The Cult of Shamfaal

Artist’s impression of Shamfaal

Poena V has a lush ecosystem, notable for its very large sessile lifeforms (where “sessile” means fixed in one place). Unlike mature specimens, the juveniles are highly mobile, with some even flying before they settle down and take root.

In a forest of such lifeforms, explorers found an enormous alien creature, which followed them out of the forest and lingered nearby. It seemed to exert a curious influence on the explorers, who came to believe it was an avatar of a god called Shamfaal. They also felt that, by communing with the creature, they had learned the path of perfect self-knowledge.

The creature found on Poena V

When the explorers returned to civilisation, they exuded a strange new charisma that made their claims hard to ignore. The Church of Shamfaal became a major religion on Poena V, soon controlling the whole colony.

For the cultists, self-knowledge takes the form of self-loathing, which requires them to punish themselves – and, crucially, other people – for perceived wrongdoing. After some internal power struggles, the cult became increasingly hard-line, until they eventually declared war on everyone who refused to join them. Naturally, this included the Interstellar Society, whose authority they no longer recognise.

Infantry, Cult of Shamfaal

The Society considers them to a fairly credible threat. Their self-discipline makes them effective in combat and logistics, and, unlike the Cult of Pharphex, they form stable (albeit joyless) communities. Like the Interstellar Society, they make their own weapons and armour, and they use guided evolution to make beasts of war. They can make and service Moller Fields and do their own scientific research. They have subjugated a small number of worlds and send fleets to attack others.

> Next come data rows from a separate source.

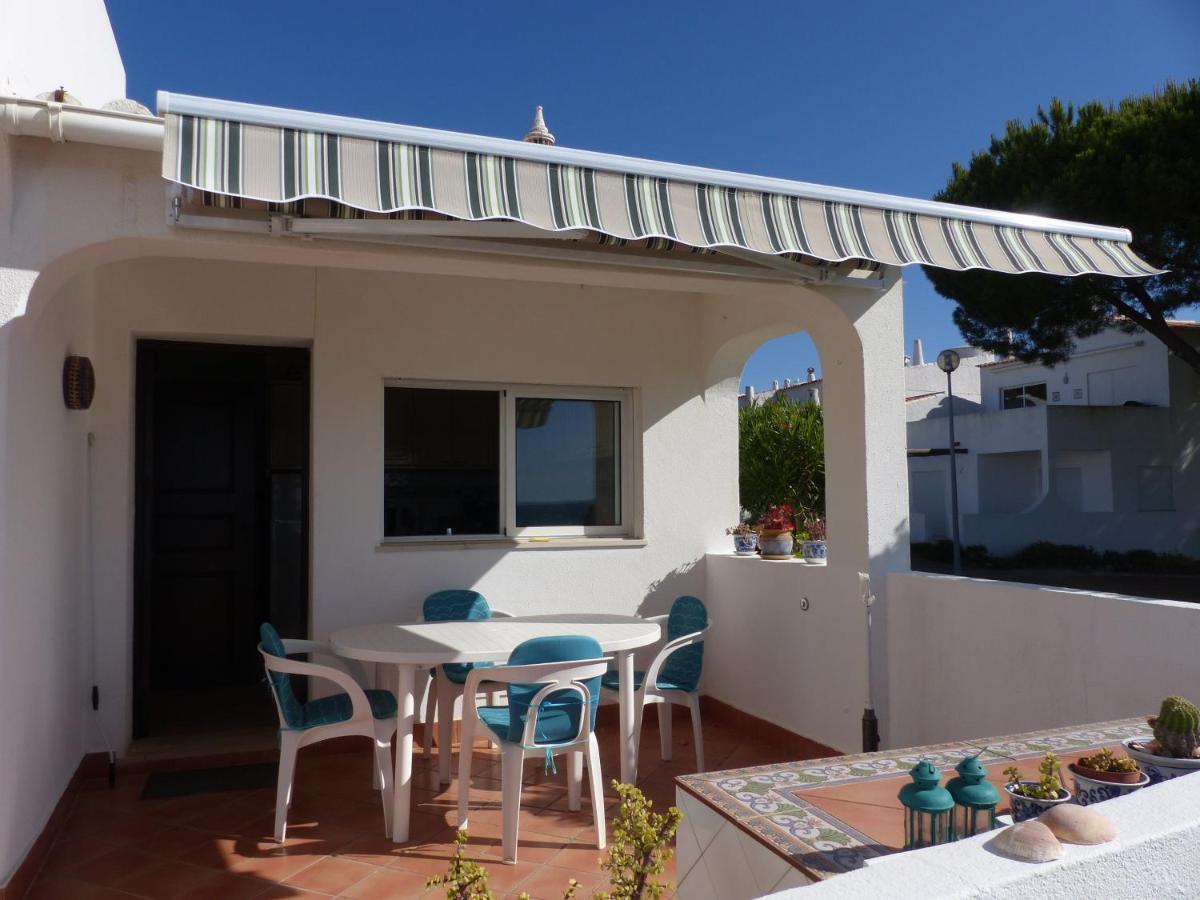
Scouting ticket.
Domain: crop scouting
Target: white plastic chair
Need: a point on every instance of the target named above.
(439, 705)
(672, 678)
(357, 712)
(517, 744)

Beast of war, Cult of Shamfaal

The cult is growing, albeit slowly. Cultists (and the people they subjugate) are expected to take drugs to mortify their sexual urges. Reproduction occurs through artificial insemination, and few of the children thrive under the cult’s regime of constant punishment and self-denial. Those who do become adults who are very self-disciplined and utterly devoted to Shamfaal.

The Cult of Gluttuk

Artist’s impression of Gluttuk

Unfortunately, very little is known about the Cult of Gluttuk. It was founded on a world called Thalia IV, but no one knows how or why.

Gluttuk himself is sometimes called the Great Glutton. He is thought to personify the supermassive black hole at the centre of the galaxy. His religion is based on feasting, ritual butchery, and cannibalism. “Eating competitions” are thought to be involved, possibly as a way of selecting priests or leaders.

Priest, Cult of Gluttuk

The cultists are capable of forming societies, but they are barely more sophisticated than those of the Krulaks. They also tend to collapse if they get too large, mostly due to the fractious nature of the cultists. They do have ranged weapons, but they take more pleasure in melee combat, often using meat cleavers that are thought to have ritual significance.

Infantry, Cult of Gluttuk

They can’t make starships or Moller Fields from scratch, but they often seize and are able to service them. They have conquered a small number of settlements, and they also make ramshackle colonies of parked ships, similar to those of the Krulaks. At the time of writing, nothing is known about their reproduction habits.